Ribosomal protein-encoding genes have high ubiquity and uniqueness in the Kingdom Bacteria

In total 30,522 rRNA gene and their corresponding protein sequences were downloaded from RefSeq database. After filtering those with multiple divergent copies, 29,781 sequences of 16S rRNA genes were remained. After clustering the sequences at 99%, 5,506 representative genes were observed, which were then randomly divided into 50 groups (Fig. 1).

Fig. 1
figure 1

The workflow of the data analysis in this study. The filtering step indicated by an asterisk removes genomes with > 2 copies of 16S rRNA genes that are < 99% identical. The clustering step indicated by two asterisks clusters 16S rRNA genes using a cutoff of 99%

The presence and single-copy ratios of the 148 core genes in the 5506 representative genomes were calculated (Fig. 2A). Interestingly, the 47 ribosomal proteins had much higher ubiquity (median presence ratios: 98.9%) and uniqueness (median single-copy ratios: 98.7%) than those of the other core genes (95.7% and 94.2%). Among the 50 proteins with top presence ratios, 39 were ribosomal proteins. We then selected the core genes (Fig. 2B, Table S1) with both presence and single-copy ratios > 95% for the fidelity and resolution tests (85 genes).

Fig. 2
figure 2

The presence and single-copy ratios of the candidate core genes in the Kingdom Bacteria. In the total core genes (A), the 47 ribosomal proteins had much higher ubiquity (median presence ratios: 98.9%) and uniqueness (median single-copy ratios: 98.7%) than those of the other core genes (95.7% and 94.2%). The dashed line demarcates the 95% ratio. In total 85 core genes (B) with both presence and single-copy ratios > 95% were retained for the fidelity and resolution tests

The validated core gene tree showed the highest concordance with the 16S rRNA gene phylogeny

The 5,506 representative genes were randomly divided into 50 groups (~ 110 taxa in each group, Fig. 1). The fidelity test compared the trees of the 50 groups for each of the 85 core genes with the corresponding 16S rRNA gene trees based on Robinson-Foulds (RF) distance. The tests ranked the fidelity for each of the core genes (Fig. 3A). The core gene phylogenies with the closest and farthest distances to their corresponding 16S rRNA gene trees ranged from 115.9 ± 14.8 RF and 173.8 ± 9.1 RF, respectively, with the maximum being 50% higher the minimum. We then chose the top 20 genes with the highest fidelity (with lowest RF distances) as our candidate validated bacterial core gene (VBCG) set (Table S2). A close examination of these 20 genes revealed that they were mostly involved in transcription (e.g. RNA polymerase) and translation (e.g. ribosomal proteins, translation initiation, elongation and termination).

Fig. 3
figure 3

The fidelity test of the validated core genes. The fidelity tests (A): The RF distances of the core genes trees from the corresponding 16S rRNA gene trees. Each data point indicates the means and standard deviations of 50 trees (110 taxa each). The yellow dashed line indicates the top 20 genes with the highest fidelities in the left. The fidelity test and comparisons for phylogenies of multiple gene sets (B): The RF distances (brown boxes) of the trees based on the concatenated genes (top 20-gene set and all 85 gene set) from the corresponding 16S rRNA gene trees of the 50 groups of genomes. The asterisk indicate significant difference from the top 20-gene set. The blue bars and right side y-axis show the taxon presence ratio of each gene set, which indicates the percentage of taxa with all members of the gene sets

We then compared the phylogenetic fidelity of the top 20 gene (VBCG) set and that of all the 85 genes, by concatenating the genes and calculating the RF distances of the resulting trees from the corresponding 16S rRNA gene trees of the 50 groups of genomes. As a result, the VBCG gene set had significantly lower RF distance from the corresponding 16S rRNA gene trees (Paired Samples T test, p < 1e-5, Fig. 3B) than those of the 85 gene set, which was 20% higher.

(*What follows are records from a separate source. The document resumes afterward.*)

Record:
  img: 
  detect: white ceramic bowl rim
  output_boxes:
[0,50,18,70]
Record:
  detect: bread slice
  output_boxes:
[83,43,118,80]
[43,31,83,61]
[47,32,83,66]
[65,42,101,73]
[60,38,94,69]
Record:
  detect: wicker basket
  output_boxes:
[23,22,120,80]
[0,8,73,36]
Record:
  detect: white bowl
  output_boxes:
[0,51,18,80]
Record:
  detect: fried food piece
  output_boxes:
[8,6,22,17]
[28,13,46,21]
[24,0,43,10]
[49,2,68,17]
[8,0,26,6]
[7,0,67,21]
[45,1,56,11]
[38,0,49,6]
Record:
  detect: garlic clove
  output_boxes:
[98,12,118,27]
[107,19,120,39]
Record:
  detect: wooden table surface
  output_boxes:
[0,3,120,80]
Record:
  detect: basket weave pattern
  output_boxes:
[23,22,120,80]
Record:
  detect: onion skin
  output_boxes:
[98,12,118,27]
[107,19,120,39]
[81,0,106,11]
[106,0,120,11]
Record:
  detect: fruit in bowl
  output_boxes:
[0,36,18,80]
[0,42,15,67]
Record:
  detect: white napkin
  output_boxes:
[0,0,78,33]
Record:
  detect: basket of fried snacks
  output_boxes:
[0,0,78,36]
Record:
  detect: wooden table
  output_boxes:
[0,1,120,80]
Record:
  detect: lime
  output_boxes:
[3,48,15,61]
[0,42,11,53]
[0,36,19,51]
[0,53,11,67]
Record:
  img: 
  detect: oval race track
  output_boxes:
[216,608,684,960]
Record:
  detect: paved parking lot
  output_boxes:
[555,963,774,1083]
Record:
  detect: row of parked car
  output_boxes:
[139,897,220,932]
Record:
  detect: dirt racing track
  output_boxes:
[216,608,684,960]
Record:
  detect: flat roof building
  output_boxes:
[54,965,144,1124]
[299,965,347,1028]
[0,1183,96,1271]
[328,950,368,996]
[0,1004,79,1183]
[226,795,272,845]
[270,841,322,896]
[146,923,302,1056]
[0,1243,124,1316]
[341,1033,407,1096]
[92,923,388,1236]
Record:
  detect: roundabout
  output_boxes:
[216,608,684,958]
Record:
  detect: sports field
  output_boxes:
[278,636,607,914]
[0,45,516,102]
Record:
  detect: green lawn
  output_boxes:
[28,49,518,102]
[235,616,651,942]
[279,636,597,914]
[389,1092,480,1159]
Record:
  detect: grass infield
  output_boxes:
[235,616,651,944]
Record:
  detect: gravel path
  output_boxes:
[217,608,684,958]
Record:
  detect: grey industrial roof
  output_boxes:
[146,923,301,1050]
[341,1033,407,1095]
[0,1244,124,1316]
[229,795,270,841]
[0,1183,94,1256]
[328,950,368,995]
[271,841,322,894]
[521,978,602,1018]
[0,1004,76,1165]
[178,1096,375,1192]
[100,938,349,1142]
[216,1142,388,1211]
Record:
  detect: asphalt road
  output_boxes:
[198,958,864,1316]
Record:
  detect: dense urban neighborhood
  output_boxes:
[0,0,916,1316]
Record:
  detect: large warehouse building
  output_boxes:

The VBCG gene set resulted in lower missing data rate in the tree compared to that of all genes

The rationale behind selecting the top 20 genes is that these genes yield an acceptable missing data rate in the species for the phylogenetic tree. Because all the core genes have a presence ratio between 95 and 100%, only certain taxa will have all the genes of a given gene set. An advantage of using the 20-gene core set is its higher species data completeness. When comparing the 20-gene and 85-gene sets, 80.7% of species possess all 20 core genes, while only 19.3% have at least one missing gene (Fig. 3B). In contrast, for the larger gene set, 43% of species exhibit missing data. Given that increased missing data has been shown to reduce the accuracy of phylogenomic trees [23, 24], the 20-gene set offers enhanced accuracy in phylogenomic analysis due to its greater gene data presence.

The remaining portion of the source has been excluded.